In the example below the first string would output [1, 0, 1, 1] for example. I'm currently using the Aho Corasick algorithm (https://stackoverflow.com/questions/44310516/python-find-occurrences-of-list-of-strings-within-string) to search each string in a list comprehension but think it's possible there's a faster way.

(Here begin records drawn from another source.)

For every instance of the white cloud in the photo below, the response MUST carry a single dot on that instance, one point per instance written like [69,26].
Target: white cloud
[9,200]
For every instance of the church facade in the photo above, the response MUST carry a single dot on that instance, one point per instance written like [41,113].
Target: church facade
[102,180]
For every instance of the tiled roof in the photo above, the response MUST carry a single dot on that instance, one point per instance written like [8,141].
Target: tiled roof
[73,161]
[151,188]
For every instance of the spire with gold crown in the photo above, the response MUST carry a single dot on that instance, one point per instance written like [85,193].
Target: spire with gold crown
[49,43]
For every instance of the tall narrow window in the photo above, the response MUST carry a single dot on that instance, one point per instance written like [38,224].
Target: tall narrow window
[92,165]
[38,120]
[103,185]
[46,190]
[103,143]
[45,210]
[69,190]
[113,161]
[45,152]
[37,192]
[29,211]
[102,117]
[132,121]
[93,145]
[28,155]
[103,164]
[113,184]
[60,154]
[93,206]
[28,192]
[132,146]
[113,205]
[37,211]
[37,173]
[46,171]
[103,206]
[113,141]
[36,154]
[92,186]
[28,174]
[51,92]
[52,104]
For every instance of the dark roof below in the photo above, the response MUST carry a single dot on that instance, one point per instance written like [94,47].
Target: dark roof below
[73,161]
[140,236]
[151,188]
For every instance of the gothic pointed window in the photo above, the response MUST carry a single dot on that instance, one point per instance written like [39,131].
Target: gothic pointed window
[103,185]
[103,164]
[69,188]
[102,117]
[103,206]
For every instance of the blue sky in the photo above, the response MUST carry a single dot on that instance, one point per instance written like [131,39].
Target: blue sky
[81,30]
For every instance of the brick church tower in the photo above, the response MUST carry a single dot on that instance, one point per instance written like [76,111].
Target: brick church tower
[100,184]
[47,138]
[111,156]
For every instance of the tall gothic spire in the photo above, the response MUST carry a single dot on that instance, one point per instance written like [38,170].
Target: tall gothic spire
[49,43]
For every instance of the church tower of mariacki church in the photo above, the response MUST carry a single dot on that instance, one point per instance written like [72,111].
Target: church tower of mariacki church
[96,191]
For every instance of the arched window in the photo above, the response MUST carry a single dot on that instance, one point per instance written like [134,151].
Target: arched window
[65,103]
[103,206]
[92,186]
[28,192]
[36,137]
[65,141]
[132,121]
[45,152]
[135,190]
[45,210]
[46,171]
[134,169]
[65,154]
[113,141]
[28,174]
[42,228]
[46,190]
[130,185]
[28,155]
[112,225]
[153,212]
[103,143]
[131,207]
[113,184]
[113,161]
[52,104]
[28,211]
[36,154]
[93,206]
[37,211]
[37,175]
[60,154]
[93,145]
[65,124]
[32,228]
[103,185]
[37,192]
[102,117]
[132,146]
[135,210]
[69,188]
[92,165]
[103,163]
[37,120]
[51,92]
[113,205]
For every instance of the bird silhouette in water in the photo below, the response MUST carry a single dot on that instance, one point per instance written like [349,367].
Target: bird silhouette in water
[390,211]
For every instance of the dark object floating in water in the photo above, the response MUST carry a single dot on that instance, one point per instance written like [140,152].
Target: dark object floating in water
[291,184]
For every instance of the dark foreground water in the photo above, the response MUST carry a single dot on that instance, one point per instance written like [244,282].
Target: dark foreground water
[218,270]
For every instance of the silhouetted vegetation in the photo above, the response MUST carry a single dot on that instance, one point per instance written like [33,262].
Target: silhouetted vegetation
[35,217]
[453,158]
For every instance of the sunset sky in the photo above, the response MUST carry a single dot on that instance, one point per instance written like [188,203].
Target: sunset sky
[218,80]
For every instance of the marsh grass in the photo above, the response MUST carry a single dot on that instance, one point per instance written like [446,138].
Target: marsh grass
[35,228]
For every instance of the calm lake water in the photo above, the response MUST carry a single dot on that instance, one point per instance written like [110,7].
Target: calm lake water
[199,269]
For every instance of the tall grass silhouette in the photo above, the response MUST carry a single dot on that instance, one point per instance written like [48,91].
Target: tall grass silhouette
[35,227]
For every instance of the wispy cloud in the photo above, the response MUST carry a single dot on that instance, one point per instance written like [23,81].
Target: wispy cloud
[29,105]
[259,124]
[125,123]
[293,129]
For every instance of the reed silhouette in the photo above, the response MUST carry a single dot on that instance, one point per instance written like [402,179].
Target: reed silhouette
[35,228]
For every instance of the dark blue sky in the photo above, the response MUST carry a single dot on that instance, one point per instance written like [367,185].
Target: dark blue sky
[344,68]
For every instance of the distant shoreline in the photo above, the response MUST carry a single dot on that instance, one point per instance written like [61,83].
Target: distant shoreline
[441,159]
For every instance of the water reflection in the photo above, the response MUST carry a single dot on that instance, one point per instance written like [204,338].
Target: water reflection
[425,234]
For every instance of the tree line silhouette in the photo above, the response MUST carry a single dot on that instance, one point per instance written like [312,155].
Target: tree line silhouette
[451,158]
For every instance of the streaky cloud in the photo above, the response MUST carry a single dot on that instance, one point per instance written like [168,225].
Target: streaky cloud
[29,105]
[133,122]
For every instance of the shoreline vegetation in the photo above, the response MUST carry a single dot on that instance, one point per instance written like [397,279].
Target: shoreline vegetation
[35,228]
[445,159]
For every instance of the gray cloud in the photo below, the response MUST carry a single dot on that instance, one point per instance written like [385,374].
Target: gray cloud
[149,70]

The code below uses this method and averages the time over 10 runs.

import time
import numpy as np
import ahocorasick

def check_strings(A, search_list, string_to_search):
    """Use Aho Corasick algorithm to produce boolean list indicating
    prescence of strings within a longer string"""
    index_list = []
    for item in A.iter(string_to_search):
        index_list.append(item[1][0])

    output_list = np.array([0] * len(search_list))
    output_list[index_list] = 1
    return output_list.tolist()


word_list = ["foo", "bar", "hello", "world"]
strings_to_check = ["hello world foo", "foo bar", "bar world"]

A = ahocorasick.Automaton()
for idx, s in enumerate(word_list):
    A.add_word(s, (idx, s))
A.make_automaton()

run_times = []
for i in range(10):
    t0 = time.time()
    feature_vectors = [check_strings(A, word_list, s) for s in strings_to_check]
    run_times.append(time.time()-t0)

print(feature_vectors)
print(np.mean(np.array(run_times)))

Output is:

[[1, 0, 1, 1], [1, 1, 0, 0], [0, 1, 0, 1]]
1.65939331055e-05

Looking for a more efficient way of doing this, I thought it might be possible somehow by concatenating the strings to avoid the loop but can't quite figure out how to get it to work.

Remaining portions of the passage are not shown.